Image
Chibok girls' abduction by terrorist group Boko Haram

Terrorists use affiliates to remain relevant.

Al-Qaida Expands its Reach

July 2014, Number 05.03

“Assessing al-Qaida’s health is not easy. On one hand, the United States’ drones regularly kill al-Qaida’s leaders, and the group has not pulled off a successful attack in the West since the London bombings of July 2005. On the other hand, al-Qaida controls territory across the Middle East and Africa and still has a significant presence in the world.

It can be equally difficult to define how exactly the group operates. As the American Enterprise Institute’s Katherine Zimmerman recently wrote, al-Qaida “relies on secrecy to survive. Even al-Qaida members are confused about each other’s status. … The covert nature of the network intentionally obscures many relationships.” Therefore, analyzing how al-Qaida operates is not only a challenge for the intelligence community and policymakers, it is also a challenge for group members themselves...”

Excerpt from Robin Simcox, “Al-Qaida Expands its Reach,” per Concordiam: Journal of European Security Defense Issues  5, No. 3, 2014: 14-19.

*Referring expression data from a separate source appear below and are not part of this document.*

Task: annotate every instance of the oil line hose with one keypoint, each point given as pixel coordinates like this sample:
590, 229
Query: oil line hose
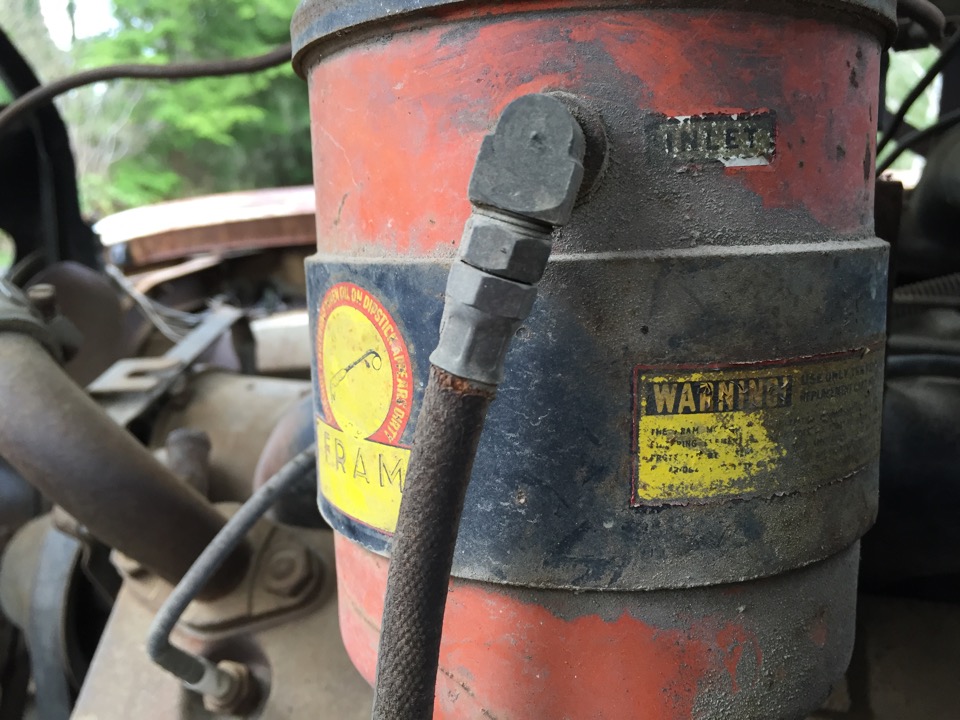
524, 185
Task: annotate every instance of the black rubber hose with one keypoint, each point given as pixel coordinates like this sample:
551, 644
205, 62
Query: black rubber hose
899, 366
133, 71
445, 443
935, 69
945, 286
198, 672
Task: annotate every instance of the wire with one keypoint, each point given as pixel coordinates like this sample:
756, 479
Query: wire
195, 671
942, 125
935, 69
179, 71
173, 324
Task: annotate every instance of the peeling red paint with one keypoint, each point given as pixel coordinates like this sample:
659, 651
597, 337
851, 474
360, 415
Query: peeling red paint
517, 660
396, 126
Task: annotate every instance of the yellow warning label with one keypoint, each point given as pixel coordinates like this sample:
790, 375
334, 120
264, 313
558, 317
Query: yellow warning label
364, 378
754, 429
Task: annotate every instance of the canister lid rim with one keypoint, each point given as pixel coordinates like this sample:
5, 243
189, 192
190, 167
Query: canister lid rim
320, 21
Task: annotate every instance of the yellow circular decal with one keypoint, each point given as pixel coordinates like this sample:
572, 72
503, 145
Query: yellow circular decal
363, 366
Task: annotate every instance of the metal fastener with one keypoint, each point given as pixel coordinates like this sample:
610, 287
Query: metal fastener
244, 692
289, 571
43, 297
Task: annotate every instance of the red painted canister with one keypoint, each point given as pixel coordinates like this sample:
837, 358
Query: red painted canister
664, 514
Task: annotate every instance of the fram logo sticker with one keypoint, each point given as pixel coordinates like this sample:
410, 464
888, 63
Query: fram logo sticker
364, 376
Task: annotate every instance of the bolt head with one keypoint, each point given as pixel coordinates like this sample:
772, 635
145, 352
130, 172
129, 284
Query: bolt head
289, 571
246, 694
532, 163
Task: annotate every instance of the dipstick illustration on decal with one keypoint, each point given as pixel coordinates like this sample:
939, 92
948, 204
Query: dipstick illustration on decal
375, 362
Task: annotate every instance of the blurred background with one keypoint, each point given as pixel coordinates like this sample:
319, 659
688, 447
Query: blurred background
142, 142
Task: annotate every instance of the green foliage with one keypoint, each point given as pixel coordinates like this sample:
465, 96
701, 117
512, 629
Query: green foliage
206, 135
906, 69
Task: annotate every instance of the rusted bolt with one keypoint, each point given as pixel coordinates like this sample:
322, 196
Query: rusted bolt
43, 297
289, 571
244, 695
127, 566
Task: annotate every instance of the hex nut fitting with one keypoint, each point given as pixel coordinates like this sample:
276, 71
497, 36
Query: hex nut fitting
480, 316
510, 249
488, 293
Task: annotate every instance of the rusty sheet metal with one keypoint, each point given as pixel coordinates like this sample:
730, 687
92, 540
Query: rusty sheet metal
215, 223
301, 658
64, 444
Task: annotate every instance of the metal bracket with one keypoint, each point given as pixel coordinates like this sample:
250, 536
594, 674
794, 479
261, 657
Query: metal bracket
130, 387
285, 574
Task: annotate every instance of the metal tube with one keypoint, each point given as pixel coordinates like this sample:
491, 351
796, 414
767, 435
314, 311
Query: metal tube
62, 442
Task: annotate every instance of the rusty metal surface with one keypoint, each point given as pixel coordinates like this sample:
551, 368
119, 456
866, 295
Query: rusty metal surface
88, 300
133, 385
729, 240
707, 267
229, 222
294, 433
301, 658
68, 447
764, 650
283, 343
325, 25
238, 413
254, 598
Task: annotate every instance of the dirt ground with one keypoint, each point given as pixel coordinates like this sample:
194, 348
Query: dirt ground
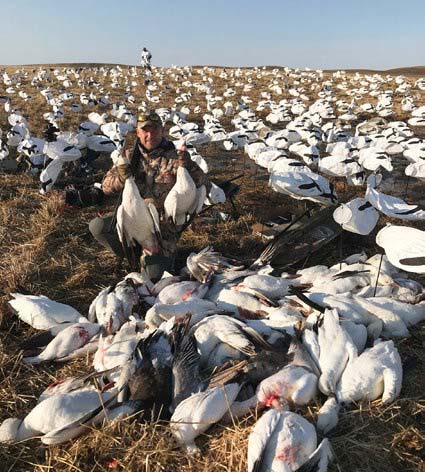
46, 248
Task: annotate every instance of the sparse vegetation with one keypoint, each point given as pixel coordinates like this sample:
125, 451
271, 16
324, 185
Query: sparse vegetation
45, 248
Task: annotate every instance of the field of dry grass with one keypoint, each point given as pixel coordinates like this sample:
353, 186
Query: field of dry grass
45, 248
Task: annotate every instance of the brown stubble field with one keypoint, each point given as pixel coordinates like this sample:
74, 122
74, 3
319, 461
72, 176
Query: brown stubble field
45, 248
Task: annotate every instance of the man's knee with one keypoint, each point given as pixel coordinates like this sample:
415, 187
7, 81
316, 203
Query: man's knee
96, 226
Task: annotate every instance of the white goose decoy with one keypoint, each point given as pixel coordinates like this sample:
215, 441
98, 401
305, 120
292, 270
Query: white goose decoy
389, 205
357, 216
42, 313
284, 442
196, 414
404, 247
69, 343
50, 174
416, 169
182, 199
50, 417
303, 185
137, 222
377, 372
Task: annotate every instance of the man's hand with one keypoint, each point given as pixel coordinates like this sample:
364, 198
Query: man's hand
124, 168
182, 156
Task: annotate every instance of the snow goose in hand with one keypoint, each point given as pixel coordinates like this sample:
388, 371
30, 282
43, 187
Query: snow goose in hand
285, 441
389, 205
183, 198
404, 247
357, 216
137, 222
42, 313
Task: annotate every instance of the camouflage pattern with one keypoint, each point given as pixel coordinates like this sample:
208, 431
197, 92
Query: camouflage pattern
155, 174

Robin Simcox is a research fellow at the Henry Jackson Society in London. Earlier, he worked in the same capacity at the Centre for Social Cohesion in the United Kingdom. His specialties include terrorism and national security — specifically al-Qaida and its affiliates, terrorism trends and legislation, and state responses to nonprosecutable national security threats. He holds a master’s in U.S. foreign policy from the Institute for the Study of Americas, University of London, and a bachelor’s from the University of Leeds.

This article reflects the views of the author and are not necessarily the official policy of the United States, Germany, or any other governments.